IBRANCE- palbociclib capsule
U.S. Pharmaceuticals


IBRANCE is indicated for the treatment of HR-positive, HER2-negative advanced or metastatic breast cancer in combination with:

  • letrozole as initial endocrine based therapy in postmenopausal women, or
  • fulvestrant in women with disease progression following endocrine therapy.

The indication in combination with letrozole is approved under accelerated approval based on progression-free survival (PFS) [see Clinical Studies (14)]. Continued approval for this indication may be contingent upon verification and description of clinical benefit in a confirmatory trial.

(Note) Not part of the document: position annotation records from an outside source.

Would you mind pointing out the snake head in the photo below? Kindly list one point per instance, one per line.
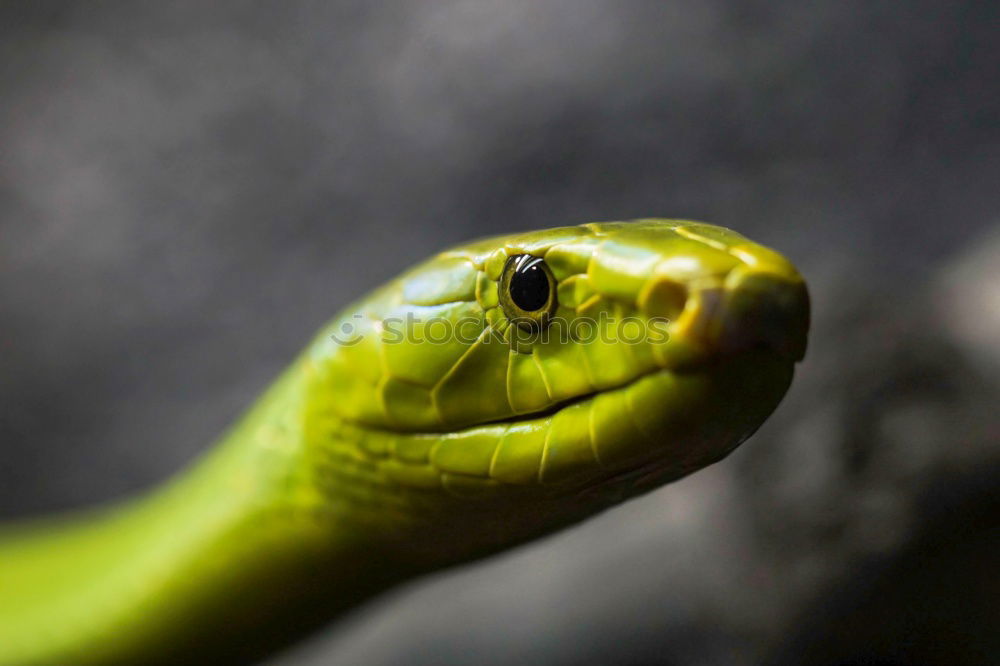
(593, 360)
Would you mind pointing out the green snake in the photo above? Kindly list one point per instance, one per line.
(494, 393)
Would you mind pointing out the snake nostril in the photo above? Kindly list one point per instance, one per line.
(766, 311)
(663, 297)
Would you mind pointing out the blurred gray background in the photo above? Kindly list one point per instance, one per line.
(188, 190)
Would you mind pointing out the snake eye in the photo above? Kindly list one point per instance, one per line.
(527, 291)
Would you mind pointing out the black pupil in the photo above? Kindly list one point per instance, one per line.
(529, 285)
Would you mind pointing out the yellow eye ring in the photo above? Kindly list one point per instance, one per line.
(527, 291)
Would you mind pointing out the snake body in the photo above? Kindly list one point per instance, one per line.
(458, 410)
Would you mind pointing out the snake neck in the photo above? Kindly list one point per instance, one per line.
(253, 546)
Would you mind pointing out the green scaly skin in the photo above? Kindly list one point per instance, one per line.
(372, 460)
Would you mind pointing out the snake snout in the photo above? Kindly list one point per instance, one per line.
(765, 310)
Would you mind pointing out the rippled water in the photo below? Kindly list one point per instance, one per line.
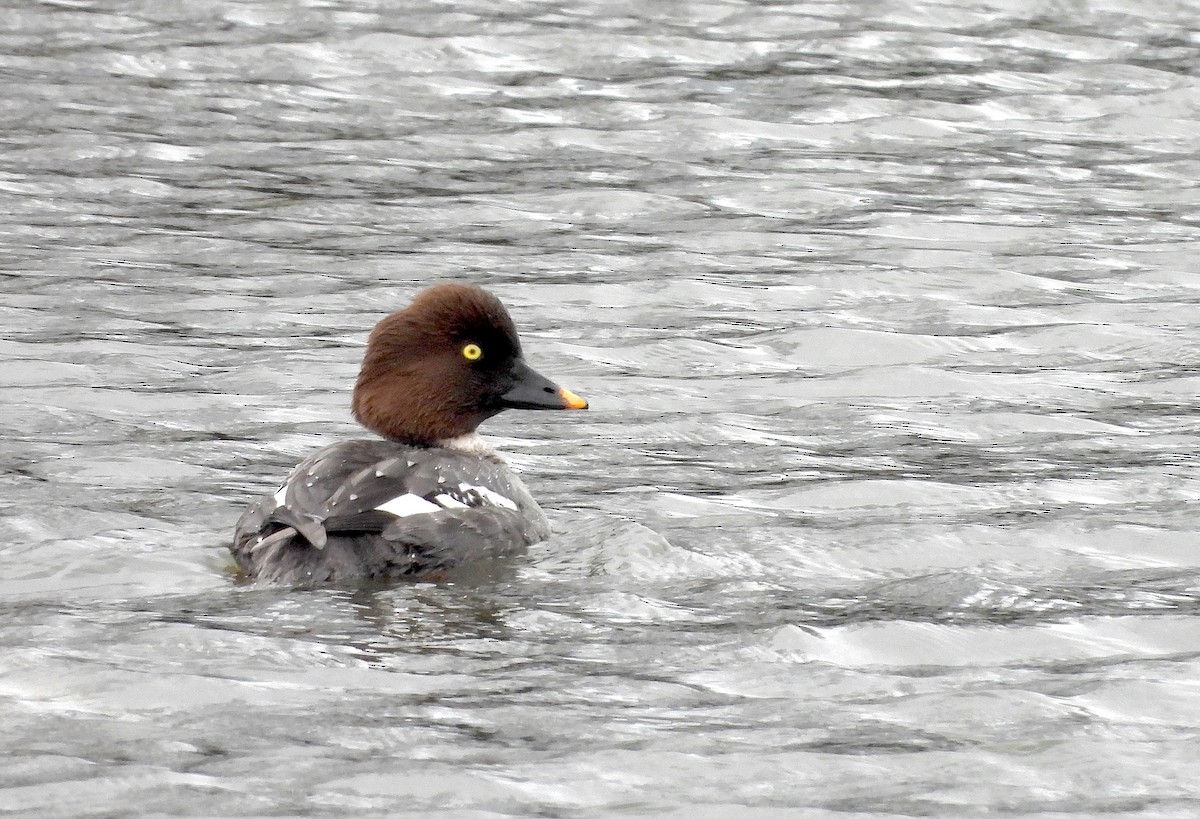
(887, 314)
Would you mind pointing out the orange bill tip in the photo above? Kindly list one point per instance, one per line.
(571, 400)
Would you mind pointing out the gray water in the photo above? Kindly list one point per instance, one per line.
(886, 503)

2.1 Recommended Dose and Schedule

The recommended dose of IBRANCE is a 125 mg capsule taken orally once daily for 21 consecutive days followed by 7 days off treatment to comprise a complete cycle of 28 days. IBRANCE should be taken with food [see Clinical Pharmacology (12.3)].

When coadministered with palbociclib, the recommended dose of letrozole is 2.5 mg taken once daily continuously throughout the 28-day cycle. Please refer to the full prescribing information of letrozole.

When coadministered with palbociclib, the recommended dose of fulvestrant is 500 mg administered on Days 1, 15, 29, and once monthly thereafter. Please refer to the full prescribing information of fulvestrant.

Patients should be encouraged to take their dose of IBRANCE at approximately the same time each day.

If the patient vomits or misses a dose, an additional dose should not be taken. The next prescribed dose should be taken at the usual time. IBRANCE capsules should be swallowed whole (do not chew, crush or open them prior to swallowing). Capsules should not be ingested if they are broken, cracked, or otherwise not intact.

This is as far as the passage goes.